[Python-ideas] Consider adding clip or clamp function to math

Random832 random832 at fastmail.com
Tue Aug 2 14:45:49 EDT 2016


On Tue, Aug 2, 2016, at 14:22, Steven D'Aprano wrote:
> In any case, clamping is based of < and > comparisons, which are 
> well-specified by IEEE 754 even when NANs are included:

Sure, but what the standard doesn't say is exactly what sequence of
comparisons is entailed by a clamp function.

def clamp(x, a, b):
    if x < a: return a
    else:
        if x > b: return b
        else: return x

def clamp(x, a, b):
    if a <= x:
        if x <= b: return x
        else: return b
    else: return a

There are, technically, eight possible naive implementations, varying
along three axes:
- which of a or b is compared first
-  x < a (or a > x) vs x >= a (or a <= x)
-  x > b (or b < x) vs x <= b (or b >= x)

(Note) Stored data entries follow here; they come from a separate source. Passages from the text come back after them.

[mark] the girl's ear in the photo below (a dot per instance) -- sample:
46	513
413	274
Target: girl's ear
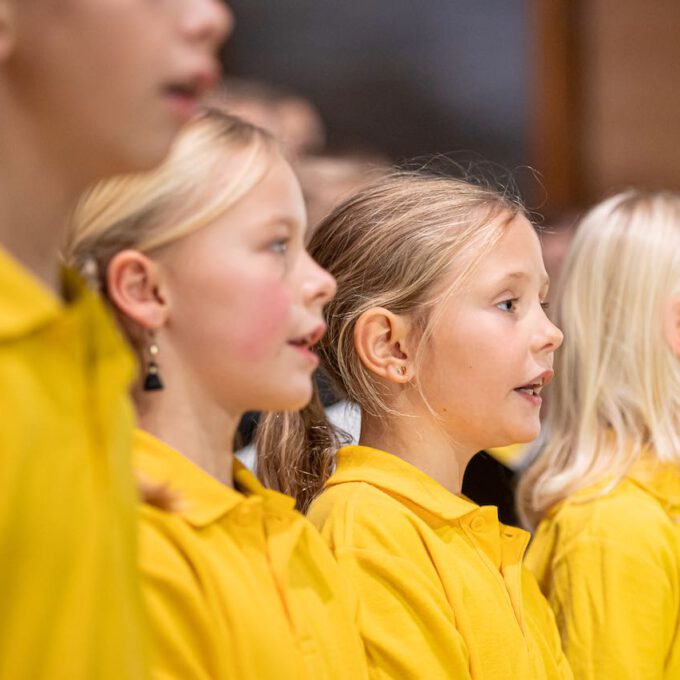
381	339
134	284
672	326
7	22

And then there are implementations that may do more than two
comparisons.

def clamp(x, a, b):
    if a <= x <= b: return x
    elif x < a: return a
    else: return b

All such functions are equivalent if {a, b, x} is a set over which the
relational operators define a total ordering, and a <= b. However, this
is not the case if NaN is used for any of the arguments.